Python Regex: Check for match and capture groups

Question

I want to ensure that a string matches a regular expression using an if statement, and store capture groups simultaneously. I think the following code shows what I want, but it is syntactically invalid. Is there a way to achieve the following elegantly?

yyyyq_format = "19984"

if regex_match = re.search("^(\d{4})(\d)$", yyyyq_format):
    found_q = regex_match[2]
else:
    raise ValueError("Format \"yyyyq\" is not followed.")

I know the following works (is this my only option?):

yyyyq_format = "19984"
regex_match = re.search("^(\d{4})(\d)$", yyyyq_format)

if regex_match:
    found_q = regex_match[2]
else:
    raise ValueError("Format \"yyyyq\" is not followed.")

Answer 1

PEP-572 (assignment expressions) implemeted what is being called the walrus operator that you can use to evaluate an expression and assign the return to a name in one go e.g.:

if regex_match := re.search("^(\d{4})(\d)$", yyyyq_format):
    found_q = regex_match[2]
else:
    raise ValueError("Format \"yyyyq\" is not followed.")

Note the : before =.

This is (will be) available in Python 3.8.

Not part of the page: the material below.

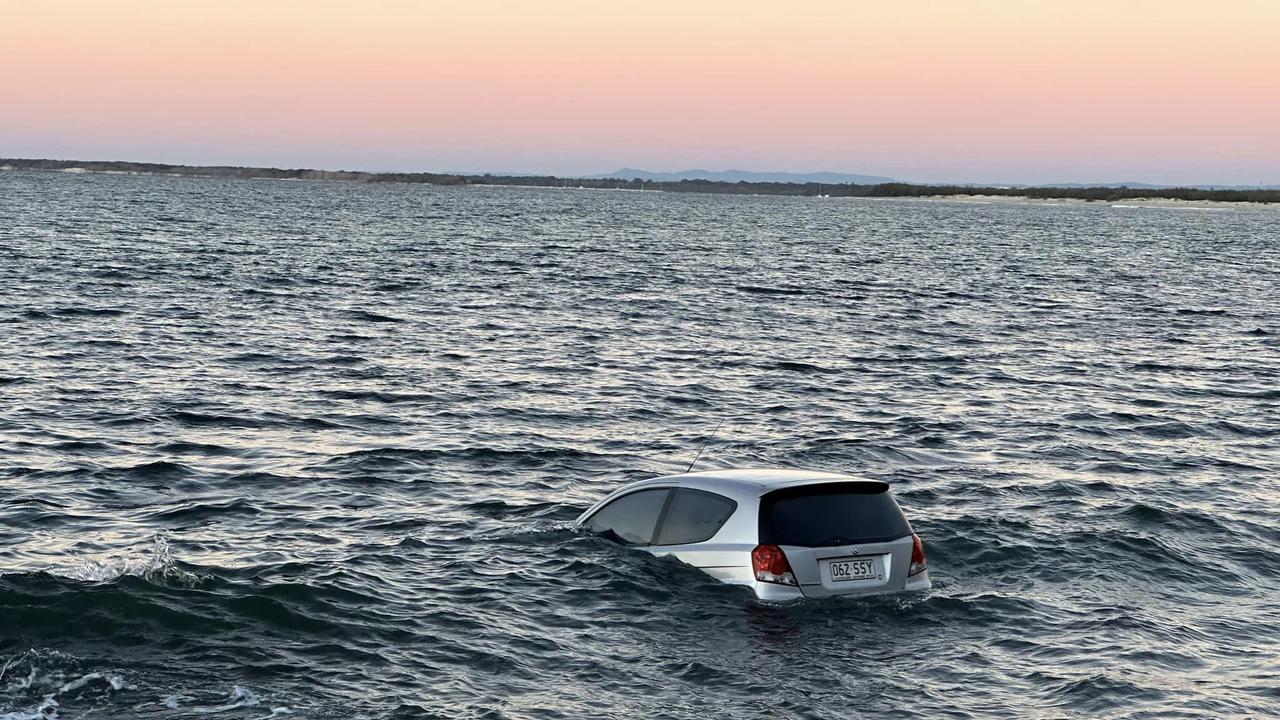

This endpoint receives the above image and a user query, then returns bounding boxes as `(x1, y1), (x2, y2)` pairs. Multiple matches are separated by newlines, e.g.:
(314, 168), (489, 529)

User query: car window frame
(651, 487), (739, 547)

Before that, your second option is the only way I believe.

Answer 2

Walrus operator := in Python 3.8 is one option, or you can do for else statement (note the re.finditer):

import re

yyyyq_format = "19984"

for g in re.finditer("^(\d{4})(\d)$", yyyyq_format):
    found_q = g[2]
    break
else:
    raise ValueError("Format \"yyyyq\" is not followed.")

print(found_q)

Prints:

4